William Hale (left) and his partner Sebastian Bamford (William Hale)

“Losing control of my mental health for a second time destroyed me,” William added, “I was desperately trying to keep a positive front so customers at my web design business wouldn’t notice anything was up.

“But waking up with depression every day was exhausting, and I started to give up. It was a feeling of just wanting to stay asleep rather than experience another day of zero emotion.”
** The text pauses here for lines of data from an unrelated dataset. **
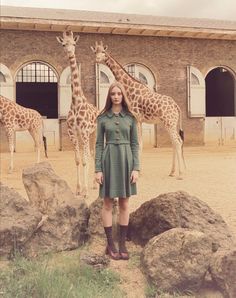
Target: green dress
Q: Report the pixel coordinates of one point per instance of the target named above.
(117, 153)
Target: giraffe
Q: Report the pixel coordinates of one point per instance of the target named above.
(14, 117)
(148, 106)
(81, 119)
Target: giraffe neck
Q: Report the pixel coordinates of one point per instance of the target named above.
(77, 92)
(4, 106)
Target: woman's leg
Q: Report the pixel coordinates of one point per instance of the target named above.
(123, 221)
(107, 223)
(107, 212)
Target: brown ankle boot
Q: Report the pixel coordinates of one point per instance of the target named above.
(124, 255)
(111, 249)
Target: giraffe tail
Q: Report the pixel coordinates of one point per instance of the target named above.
(44, 141)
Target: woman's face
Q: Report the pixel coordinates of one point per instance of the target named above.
(116, 96)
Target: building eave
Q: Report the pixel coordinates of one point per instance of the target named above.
(114, 28)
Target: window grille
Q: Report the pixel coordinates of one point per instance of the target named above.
(36, 72)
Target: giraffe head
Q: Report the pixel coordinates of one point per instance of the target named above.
(68, 41)
(100, 51)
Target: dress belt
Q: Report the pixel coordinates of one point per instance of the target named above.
(118, 142)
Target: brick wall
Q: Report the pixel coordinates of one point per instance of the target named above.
(166, 57)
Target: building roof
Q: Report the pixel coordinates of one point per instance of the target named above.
(44, 19)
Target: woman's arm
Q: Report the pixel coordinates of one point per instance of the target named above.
(99, 146)
(134, 145)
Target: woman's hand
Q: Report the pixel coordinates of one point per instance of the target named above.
(134, 176)
(99, 177)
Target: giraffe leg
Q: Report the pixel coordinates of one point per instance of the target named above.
(140, 139)
(172, 172)
(180, 160)
(77, 162)
(10, 137)
(36, 135)
(85, 156)
(177, 153)
(73, 137)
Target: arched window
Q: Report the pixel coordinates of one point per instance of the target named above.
(194, 79)
(104, 78)
(220, 93)
(36, 72)
(68, 80)
(36, 88)
(2, 78)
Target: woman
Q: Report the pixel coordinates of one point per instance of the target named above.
(116, 164)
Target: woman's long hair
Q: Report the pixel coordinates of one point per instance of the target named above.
(125, 102)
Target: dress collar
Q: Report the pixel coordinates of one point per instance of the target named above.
(110, 113)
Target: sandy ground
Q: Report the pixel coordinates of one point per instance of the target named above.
(210, 176)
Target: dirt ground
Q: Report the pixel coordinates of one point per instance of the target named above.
(210, 176)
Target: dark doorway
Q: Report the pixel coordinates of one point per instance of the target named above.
(36, 88)
(220, 93)
(41, 97)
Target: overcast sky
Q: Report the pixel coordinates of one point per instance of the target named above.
(212, 9)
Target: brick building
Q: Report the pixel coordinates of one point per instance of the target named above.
(192, 60)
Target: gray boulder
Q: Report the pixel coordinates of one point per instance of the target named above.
(46, 190)
(95, 225)
(223, 272)
(65, 229)
(177, 260)
(18, 221)
(178, 209)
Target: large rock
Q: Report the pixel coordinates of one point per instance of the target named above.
(18, 221)
(177, 259)
(44, 188)
(65, 229)
(95, 220)
(177, 209)
(223, 272)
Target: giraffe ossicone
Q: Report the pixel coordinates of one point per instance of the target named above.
(148, 105)
(81, 119)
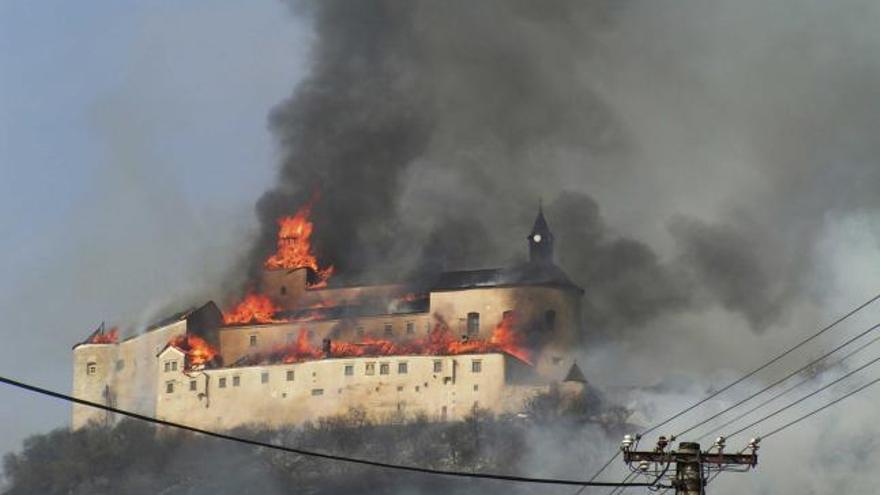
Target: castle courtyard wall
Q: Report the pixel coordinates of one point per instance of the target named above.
(270, 395)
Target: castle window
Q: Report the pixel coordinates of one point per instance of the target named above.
(473, 323)
(550, 320)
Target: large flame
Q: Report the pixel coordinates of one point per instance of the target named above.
(198, 351)
(254, 308)
(295, 249)
(109, 337)
(439, 342)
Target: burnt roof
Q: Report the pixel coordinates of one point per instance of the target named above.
(575, 374)
(529, 273)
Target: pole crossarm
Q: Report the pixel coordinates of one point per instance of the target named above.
(705, 458)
As the country went into lockdown, William’s web business was put on pause, like almost all businesses at the time.

However, as someone with previous poor mental health, William found the isolation and total change to his business completely overwhelming – triggering a whole host of breakdowns and crises.

“My web design business was a massive distraction from OCD once it started growing,” he added.

“But I think when the pandemic hit and my business was put on pause, the depression was inevitable as the distraction was no longer there and I started slipping backwards.

William was diagnosed with clinical depression as his mental state continued to decline. “Funnily enough, until I was diagnosed with it, I never really understood what depression was and I naively thought it just implied that someone was lazy. How wrong was I?,” he said.

“Pre-2020, I was living a life of go-go-go and never really letting anything get me down, but depression felt like every ounce of pleasure had been removed from every living second.

“I have always been obsessed with music, but not long after the depression came about, I couldn’t even listen to my lifelong favourite songs as the music became sensitive and the depression seemed to make even listening to music difficult.

“There wasn’t a single spark of happiness inside me when I tried to listen to the music.

“Looking back at that very dark time, I’m ashamed about what happened. I’ve never really been a down-in-the-dumps sort of person, but memories of those months where I was in and out of the hospital are unbearable.

“When everyone was struggling with Covid and I was set on ending my life, it seems selfish looking back at it now.”

After months of medication adjustments and intensive psychological help, William decided to start a project that he could run from home with his partner. "I needed to find something to keep myself occupied with,” he added. “Not having anything to focus on and create a distraction held me back.”

Scrolling on TikTok one day, William stumbled upon a user selling retro sweets on their account – so he decided he would do the same.

He ordered £1,000 worth of popular pick and mix sweets and set up his own website in the hope that his side project would take off.

Incredibly, it’s now six-figure business that receives 5,000 orders a month, employs a growing team and operates from a swanky warehouse in Manchester.

William now runs a successful sweet shop company (William Hale)

Since starting the business in 2021, William has bought out a number of his pick and mix competitors, bringing them under his main brand, PickandMix.com.

The 24-year-old has already smashed huge milestones, with his business hitting a half-million-pound turnover this year.

“I refuse to go backwards now I’ve built a life to be proud of,” he said. “Almost all the tips and tricks I was given didn’t work and changing medication numerous times messed around with my head. But the one thing that helped me when I felt like I was living detached from the outside world was to focus on a project.

“For me, it had to be something that required constant attention and, ultimately, something that distracted me every day.

“It doesn’t have to be a business; that’s just my passion. Anyone can find new distractions and projects to be passionate about; never give up searching for your next passion project; it might just be the thing that saves your life for the better.

“It can be really hard, and living each day felt like such a challenge, but once I stopped fixating on how much depression was impacting my life and instead focused on only the things that are important to me, blocking out everything external that I had no control over, I started to pick myself back up again, piece by piece.”